Daraus ergibt sich die delikate Situation, dass ab dem 1. September endlich vernünftige Regelungen für Radfahrer an komplizierteren Kreuzungen gelten. Das wird natürlich niemand merken, denn außer ein paar engagierten Radfahrern hat eh niemand einen Überblick über die komplexe Regelung. Autofahrer werden weiterhin wütend hupen und beim Abendessen von den bösartigen Radfahrern erzählen, die angeblich bei roter Ampel gequert haben sollen, obwohl in Wirklichkeit der maßgebliche Signalgeber noch grünes Licht zeigte. Die Polizei, die sich mit der Regelung ebenso schwer tut, wird vermutlich auch nicht mehr wissen, welcher Signalgeber gilt und es bleibt zu hoffen, dass wenigstens nicht allzu oft vermeintliche Rotlichtverstöße geahndet werden, bei denen sich der Vorwurf angesichts der komplizierten Regelung als haltlos herausstellt. Dennoch werden die Medien sicherlich nicht auf ihre Hetzkampagne gegen Radfahrer verzichten können, wenn ein Redakteur auf dem Weg zur Arbeit plötzlich Verhaltensweisen beobachtet, die nicht mit seinem Wissen über die Straßenverkehrs-Ordnung in Einklang zu bringen sind.
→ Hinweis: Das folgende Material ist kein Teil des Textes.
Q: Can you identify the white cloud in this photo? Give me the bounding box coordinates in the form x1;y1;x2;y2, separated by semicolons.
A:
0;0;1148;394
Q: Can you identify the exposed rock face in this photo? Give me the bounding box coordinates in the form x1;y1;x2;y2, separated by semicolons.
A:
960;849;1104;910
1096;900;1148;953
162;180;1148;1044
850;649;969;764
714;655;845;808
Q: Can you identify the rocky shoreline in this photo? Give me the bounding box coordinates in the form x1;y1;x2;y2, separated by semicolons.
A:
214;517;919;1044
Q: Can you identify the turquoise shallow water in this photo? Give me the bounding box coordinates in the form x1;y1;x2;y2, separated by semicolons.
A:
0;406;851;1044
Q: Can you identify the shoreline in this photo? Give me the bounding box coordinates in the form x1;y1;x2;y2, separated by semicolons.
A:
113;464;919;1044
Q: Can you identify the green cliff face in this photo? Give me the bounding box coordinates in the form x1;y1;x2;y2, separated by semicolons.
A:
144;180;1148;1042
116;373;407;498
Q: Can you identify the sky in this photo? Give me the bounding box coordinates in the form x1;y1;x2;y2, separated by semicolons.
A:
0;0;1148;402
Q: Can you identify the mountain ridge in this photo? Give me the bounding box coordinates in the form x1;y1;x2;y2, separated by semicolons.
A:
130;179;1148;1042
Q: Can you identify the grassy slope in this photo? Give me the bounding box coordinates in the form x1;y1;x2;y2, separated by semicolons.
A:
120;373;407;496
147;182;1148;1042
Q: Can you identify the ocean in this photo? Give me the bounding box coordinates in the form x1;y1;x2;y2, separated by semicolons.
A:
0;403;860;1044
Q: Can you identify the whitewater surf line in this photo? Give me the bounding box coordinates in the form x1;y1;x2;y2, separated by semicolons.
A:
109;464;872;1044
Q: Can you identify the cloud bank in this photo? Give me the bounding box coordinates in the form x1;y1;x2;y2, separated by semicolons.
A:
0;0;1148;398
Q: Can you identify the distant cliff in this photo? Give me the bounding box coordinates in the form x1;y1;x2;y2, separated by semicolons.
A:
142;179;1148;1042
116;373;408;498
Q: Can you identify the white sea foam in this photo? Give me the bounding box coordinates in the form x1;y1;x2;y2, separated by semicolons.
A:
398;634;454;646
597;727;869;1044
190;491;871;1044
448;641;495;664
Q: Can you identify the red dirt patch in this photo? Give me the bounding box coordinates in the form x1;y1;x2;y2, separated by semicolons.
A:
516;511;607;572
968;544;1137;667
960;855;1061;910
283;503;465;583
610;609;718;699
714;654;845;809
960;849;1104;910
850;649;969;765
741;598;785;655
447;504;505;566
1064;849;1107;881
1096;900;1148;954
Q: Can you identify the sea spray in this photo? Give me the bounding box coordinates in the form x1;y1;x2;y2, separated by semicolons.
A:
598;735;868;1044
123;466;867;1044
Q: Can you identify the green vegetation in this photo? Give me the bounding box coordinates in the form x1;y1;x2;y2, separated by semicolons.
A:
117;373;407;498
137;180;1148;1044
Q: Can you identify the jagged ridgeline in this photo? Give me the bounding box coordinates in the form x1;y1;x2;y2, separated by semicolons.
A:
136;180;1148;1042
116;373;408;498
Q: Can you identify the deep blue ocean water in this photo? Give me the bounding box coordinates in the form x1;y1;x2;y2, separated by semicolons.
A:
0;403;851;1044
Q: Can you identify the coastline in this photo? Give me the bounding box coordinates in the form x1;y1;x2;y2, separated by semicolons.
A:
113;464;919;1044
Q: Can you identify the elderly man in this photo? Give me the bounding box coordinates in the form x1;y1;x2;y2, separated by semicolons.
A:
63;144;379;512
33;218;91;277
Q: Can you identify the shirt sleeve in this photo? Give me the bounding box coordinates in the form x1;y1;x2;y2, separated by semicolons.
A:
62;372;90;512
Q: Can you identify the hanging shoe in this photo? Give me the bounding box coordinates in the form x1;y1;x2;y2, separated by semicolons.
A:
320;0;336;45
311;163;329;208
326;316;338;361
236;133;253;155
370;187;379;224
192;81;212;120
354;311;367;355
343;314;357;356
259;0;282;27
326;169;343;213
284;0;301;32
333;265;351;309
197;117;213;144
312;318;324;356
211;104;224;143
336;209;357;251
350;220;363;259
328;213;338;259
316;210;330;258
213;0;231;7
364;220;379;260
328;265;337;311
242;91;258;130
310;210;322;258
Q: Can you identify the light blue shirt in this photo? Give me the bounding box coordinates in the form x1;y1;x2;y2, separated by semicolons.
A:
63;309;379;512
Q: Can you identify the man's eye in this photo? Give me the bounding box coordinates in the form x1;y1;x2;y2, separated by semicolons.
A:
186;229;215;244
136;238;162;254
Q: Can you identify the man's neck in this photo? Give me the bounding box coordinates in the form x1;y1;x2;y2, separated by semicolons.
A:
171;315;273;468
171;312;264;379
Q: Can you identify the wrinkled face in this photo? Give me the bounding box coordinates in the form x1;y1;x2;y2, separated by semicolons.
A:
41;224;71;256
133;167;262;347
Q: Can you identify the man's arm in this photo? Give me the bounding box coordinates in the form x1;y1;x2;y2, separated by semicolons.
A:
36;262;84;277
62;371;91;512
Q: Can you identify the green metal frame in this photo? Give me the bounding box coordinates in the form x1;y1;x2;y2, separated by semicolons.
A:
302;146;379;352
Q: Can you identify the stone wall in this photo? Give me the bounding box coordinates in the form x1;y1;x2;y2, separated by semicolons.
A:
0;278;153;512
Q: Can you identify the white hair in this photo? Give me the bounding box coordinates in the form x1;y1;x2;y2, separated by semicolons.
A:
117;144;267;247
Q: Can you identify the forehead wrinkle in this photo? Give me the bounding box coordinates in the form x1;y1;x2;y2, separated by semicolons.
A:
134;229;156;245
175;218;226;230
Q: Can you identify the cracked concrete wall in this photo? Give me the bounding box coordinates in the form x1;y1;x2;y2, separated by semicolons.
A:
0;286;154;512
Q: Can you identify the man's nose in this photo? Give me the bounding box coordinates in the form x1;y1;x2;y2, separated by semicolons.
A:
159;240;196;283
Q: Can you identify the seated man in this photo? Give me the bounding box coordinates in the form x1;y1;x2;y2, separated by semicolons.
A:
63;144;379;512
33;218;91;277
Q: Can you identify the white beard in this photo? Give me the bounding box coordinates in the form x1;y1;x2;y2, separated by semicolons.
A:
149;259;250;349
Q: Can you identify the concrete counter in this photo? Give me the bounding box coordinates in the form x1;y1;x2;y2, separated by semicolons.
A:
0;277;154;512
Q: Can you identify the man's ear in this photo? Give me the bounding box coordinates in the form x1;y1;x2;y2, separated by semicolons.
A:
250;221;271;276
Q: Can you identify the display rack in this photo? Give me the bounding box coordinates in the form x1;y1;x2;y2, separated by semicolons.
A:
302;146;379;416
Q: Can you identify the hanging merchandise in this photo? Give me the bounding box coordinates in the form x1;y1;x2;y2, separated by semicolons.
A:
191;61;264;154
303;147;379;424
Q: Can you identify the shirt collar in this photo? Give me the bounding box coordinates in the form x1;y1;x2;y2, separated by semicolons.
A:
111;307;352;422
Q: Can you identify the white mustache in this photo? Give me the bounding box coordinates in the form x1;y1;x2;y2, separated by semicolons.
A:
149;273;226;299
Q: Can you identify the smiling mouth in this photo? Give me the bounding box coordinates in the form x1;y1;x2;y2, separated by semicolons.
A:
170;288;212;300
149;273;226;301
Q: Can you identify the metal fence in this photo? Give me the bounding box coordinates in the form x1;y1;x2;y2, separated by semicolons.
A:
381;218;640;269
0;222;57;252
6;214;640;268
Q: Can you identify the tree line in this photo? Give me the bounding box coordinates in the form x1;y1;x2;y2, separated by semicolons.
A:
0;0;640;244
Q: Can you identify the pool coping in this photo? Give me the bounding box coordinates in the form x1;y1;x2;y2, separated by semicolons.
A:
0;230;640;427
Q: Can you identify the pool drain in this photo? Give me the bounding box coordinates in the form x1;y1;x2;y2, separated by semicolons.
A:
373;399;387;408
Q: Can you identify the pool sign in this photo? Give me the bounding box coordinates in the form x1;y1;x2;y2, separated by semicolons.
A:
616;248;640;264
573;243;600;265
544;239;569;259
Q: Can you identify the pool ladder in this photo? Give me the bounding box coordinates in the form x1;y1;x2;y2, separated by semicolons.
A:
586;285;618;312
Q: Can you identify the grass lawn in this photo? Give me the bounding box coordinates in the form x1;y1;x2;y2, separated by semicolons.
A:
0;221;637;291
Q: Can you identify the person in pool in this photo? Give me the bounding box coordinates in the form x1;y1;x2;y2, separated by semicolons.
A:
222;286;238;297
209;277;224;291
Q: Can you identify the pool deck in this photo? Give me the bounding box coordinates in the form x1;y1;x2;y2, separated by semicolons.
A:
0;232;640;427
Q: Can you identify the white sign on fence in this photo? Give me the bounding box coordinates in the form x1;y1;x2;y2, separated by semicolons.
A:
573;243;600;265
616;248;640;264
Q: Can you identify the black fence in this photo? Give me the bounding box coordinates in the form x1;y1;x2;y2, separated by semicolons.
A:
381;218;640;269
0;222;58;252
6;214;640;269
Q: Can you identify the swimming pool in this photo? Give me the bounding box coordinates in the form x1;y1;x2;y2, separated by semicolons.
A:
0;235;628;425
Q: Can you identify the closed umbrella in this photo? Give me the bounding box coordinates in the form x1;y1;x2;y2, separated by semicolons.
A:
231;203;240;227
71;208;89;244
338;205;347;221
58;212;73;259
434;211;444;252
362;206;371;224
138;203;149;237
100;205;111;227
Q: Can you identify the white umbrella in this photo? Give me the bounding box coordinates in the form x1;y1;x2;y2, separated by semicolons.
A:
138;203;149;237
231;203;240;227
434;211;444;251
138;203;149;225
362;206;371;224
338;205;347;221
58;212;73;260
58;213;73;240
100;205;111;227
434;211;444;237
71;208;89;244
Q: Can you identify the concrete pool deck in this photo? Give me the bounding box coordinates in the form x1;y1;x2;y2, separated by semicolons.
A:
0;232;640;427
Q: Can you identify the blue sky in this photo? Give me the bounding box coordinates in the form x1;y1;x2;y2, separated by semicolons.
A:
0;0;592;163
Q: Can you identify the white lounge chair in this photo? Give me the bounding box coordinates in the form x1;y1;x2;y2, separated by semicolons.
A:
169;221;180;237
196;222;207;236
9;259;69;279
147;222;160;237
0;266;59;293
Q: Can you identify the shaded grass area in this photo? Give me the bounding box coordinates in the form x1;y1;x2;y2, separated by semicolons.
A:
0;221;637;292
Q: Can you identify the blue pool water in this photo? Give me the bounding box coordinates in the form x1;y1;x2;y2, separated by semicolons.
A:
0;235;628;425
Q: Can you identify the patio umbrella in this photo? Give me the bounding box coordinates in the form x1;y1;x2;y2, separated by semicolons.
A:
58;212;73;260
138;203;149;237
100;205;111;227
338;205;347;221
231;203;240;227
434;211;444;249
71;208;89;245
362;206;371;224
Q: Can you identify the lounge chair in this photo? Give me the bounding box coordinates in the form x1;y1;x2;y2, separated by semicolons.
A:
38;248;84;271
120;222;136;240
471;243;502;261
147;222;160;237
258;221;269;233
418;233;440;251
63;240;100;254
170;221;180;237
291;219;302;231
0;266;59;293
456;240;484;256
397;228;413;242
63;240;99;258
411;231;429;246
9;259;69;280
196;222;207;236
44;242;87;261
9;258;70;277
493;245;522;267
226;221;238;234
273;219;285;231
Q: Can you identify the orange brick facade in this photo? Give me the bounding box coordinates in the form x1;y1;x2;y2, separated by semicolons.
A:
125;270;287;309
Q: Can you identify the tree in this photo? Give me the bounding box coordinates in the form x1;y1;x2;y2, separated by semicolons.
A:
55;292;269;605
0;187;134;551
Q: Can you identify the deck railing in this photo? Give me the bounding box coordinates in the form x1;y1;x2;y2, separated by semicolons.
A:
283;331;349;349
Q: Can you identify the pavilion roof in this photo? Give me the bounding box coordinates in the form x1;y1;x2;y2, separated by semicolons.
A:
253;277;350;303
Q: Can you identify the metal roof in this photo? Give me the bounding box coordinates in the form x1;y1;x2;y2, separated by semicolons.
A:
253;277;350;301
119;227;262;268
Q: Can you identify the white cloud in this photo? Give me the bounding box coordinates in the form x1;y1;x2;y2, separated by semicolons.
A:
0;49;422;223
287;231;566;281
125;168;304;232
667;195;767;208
Besonders unschön ist hingegen, dass diese einfache Regelung für Radfahrer nur ein paar Monate gilt: mit Inkrafttreten der Neufassung der Straßenverkehrs-Ordnung wird der ursprüngliche Zustand bis zum 31. Dezember 2015 wieder hergestellt. Im Herbst und Winter gelten in Deutschland für Radfahrer auf einmal andere Signalgeber, die plötzlich wieder von der alten Regelung abgelöst werden. Man möge sich ein ähnliches Chaos bei einer Regelung vorstellen, die den Kraftfahrzeugverkehr betrifft, da wäre das Geschrei von ADAC und den Tageszeitungen kaum noch zu ertragen. Beim Radverkehr fällt das alles offenbar nicht so sehr auf, zumindest scheint noch niemand Notiz von dieser Problematik zu nehmen.

Es spricht allerdings ohnehin nicht mehr sehr viel für das angebliche Fahrradland Deutschland, wenn Radfahrer bei elementaren Regelungen wie die Frage nach der richtigen Ampel dermaßen verkohlt werden. Wie schlecht soll es denn um die so genannte Radverkehrsförderung bestellt sein, wenn sich der Gesetzgeber außerstande sieht, eine eindeutige Regelung zu formulieren?